MISTAKE #9: Avoiding responsibility.
Pre-Real Estate Bubble: The aftermath of the bubble burst is littered with CEOs and executives at big time companies, who made decisions that were truly detrimental to their organizations’ health but who in the post-bubble rubble look around and say, “Who me?” when others try to assess responsibility.
As We Rise from the Rubble: By taking responsibility for mistakes, leaders underscore the importance of accountability throughout the organization and help establish a strong value system for people to support each other, as well as encouraging collaboration.
“Once the recessionary hangover wears off, will some industry leaders loosen their grips and allow some of these mistakes to be made?” asks Ferguson. “Sure. It’s inevitable. But what I learned as I interviewed these great men and women for my book is that by and large leaders in the real estate industry understand the role they play.
“They know that in order to be successful, they must build a framework that reinforces a compelling company culture, set out an understandable road map for doing business, and communicate effectively. They understand the weight on their shoulders and have the entrepreneurial drive to inspire future leaders to build not only a financial wealth but a wealth of quality leadership at their organizations.”
William J. Ferguson serves as chairman and CEO of Ferguson Partners Ltd. and as the co-chairman and co-CEO of FPL Advisory Group. Ferguson is the author of Keepers of the Castle and conducts senior management recruiting assignments, with a specialization in president/chief executive officer searches and recruiting assignments for Boards of Trustees/Directors. He also conducts CEO succession planning assignments and facilitates public company Board assessments and senior management assessments.

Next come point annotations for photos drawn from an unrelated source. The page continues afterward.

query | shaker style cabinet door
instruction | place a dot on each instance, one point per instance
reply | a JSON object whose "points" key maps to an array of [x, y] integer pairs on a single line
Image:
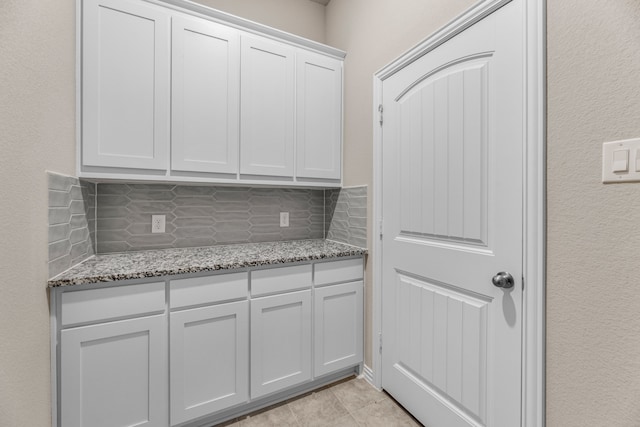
{"points": [[280, 342], [125, 85], [338, 327], [318, 116], [267, 108], [115, 374], [209, 360], [206, 96]]}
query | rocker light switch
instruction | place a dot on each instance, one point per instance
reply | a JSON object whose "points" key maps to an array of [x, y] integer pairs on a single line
{"points": [[621, 161]]}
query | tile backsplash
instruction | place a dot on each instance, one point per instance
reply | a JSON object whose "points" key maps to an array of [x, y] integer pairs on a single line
{"points": [[203, 215], [346, 215], [87, 218], [72, 217]]}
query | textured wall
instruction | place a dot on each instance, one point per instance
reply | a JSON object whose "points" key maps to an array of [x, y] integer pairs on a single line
{"points": [[373, 33], [299, 17], [37, 132], [593, 292]]}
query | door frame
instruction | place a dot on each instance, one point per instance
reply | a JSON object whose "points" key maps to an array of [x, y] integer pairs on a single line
{"points": [[534, 191]]}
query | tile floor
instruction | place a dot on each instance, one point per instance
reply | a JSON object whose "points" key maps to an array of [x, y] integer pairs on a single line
{"points": [[348, 403]]}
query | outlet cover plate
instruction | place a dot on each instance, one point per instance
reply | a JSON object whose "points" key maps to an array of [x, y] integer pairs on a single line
{"points": [[158, 223]]}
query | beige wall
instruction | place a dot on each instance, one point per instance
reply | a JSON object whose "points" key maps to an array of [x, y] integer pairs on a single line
{"points": [[299, 17], [593, 287], [373, 33], [37, 132]]}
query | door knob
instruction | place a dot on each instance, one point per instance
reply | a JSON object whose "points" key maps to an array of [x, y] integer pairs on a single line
{"points": [[503, 280]]}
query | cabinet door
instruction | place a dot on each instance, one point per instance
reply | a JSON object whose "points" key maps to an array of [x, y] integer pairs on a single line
{"points": [[209, 360], [318, 116], [115, 374], [125, 84], [206, 96], [338, 327], [280, 342], [267, 108]]}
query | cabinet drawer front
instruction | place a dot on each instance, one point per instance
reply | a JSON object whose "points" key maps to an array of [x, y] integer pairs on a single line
{"points": [[338, 271], [94, 305], [207, 290], [281, 279]]}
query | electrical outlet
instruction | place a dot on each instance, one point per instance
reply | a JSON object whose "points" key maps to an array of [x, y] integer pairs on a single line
{"points": [[284, 219], [158, 223]]}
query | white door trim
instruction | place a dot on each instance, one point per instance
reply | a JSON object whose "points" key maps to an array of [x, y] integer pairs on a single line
{"points": [[533, 169]]}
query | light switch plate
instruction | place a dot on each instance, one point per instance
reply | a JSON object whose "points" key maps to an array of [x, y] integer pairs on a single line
{"points": [[621, 161]]}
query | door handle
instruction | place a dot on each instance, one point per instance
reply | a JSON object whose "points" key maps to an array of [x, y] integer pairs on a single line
{"points": [[503, 280]]}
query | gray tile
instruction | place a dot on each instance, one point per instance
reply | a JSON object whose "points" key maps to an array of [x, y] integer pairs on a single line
{"points": [[78, 235], [192, 201], [59, 249], [113, 189], [59, 198], [59, 265], [59, 232], [193, 222], [59, 216]]}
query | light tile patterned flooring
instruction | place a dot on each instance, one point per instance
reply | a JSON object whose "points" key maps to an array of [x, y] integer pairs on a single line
{"points": [[349, 403]]}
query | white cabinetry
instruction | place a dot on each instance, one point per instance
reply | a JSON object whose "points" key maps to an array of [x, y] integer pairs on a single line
{"points": [[184, 93], [267, 107], [338, 315], [206, 96], [125, 85], [114, 373], [209, 346], [338, 327], [318, 116], [280, 329]]}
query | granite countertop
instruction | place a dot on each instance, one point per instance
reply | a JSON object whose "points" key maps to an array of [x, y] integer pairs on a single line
{"points": [[166, 262]]}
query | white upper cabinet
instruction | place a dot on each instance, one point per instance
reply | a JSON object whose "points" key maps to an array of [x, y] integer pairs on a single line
{"points": [[206, 96], [184, 93], [267, 107], [125, 86], [318, 116]]}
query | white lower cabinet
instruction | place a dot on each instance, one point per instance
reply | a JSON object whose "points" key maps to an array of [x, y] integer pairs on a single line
{"points": [[197, 349], [115, 374], [280, 342], [338, 327], [209, 360]]}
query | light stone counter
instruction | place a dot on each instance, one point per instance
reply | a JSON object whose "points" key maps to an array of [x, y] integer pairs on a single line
{"points": [[166, 262]]}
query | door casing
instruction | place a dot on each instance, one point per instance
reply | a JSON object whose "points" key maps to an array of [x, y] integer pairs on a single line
{"points": [[533, 170]]}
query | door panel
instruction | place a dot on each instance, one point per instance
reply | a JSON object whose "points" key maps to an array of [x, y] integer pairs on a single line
{"points": [[267, 102], [209, 360], [125, 85], [452, 207], [115, 374], [206, 96]]}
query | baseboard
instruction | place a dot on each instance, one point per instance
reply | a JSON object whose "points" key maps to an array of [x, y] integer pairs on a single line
{"points": [[367, 374]]}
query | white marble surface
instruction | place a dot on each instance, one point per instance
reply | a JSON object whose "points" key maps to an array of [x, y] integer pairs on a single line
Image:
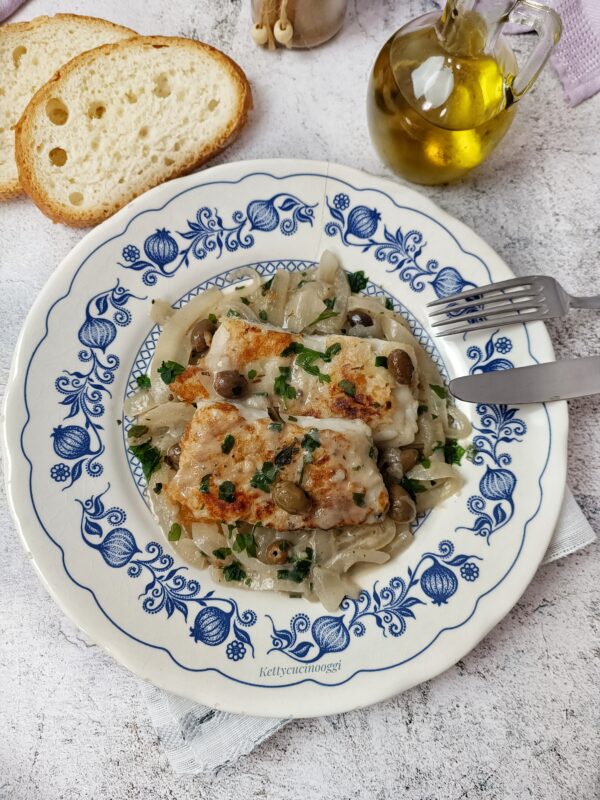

Before founding Ferguson Partners Ltd., Ferguson was a managing director in the Chicago office of Russell Reynolds Associates for ten years, one of the leading international executive recruiting consultants. There, he co-managed the firm’s national real estate practice, handling assignments in eleven segments of the commercial and residential real estate industry. Prior to focusing in real estate, Ferguson worked for General Mills Inc. in Minneapolis in strategic marketing. Ferguson holds a B.A. from Harvard University, where he was a member of Phi Beta Kappa, and an M.B.A. in marketing from the Wharton Graduate School of Business.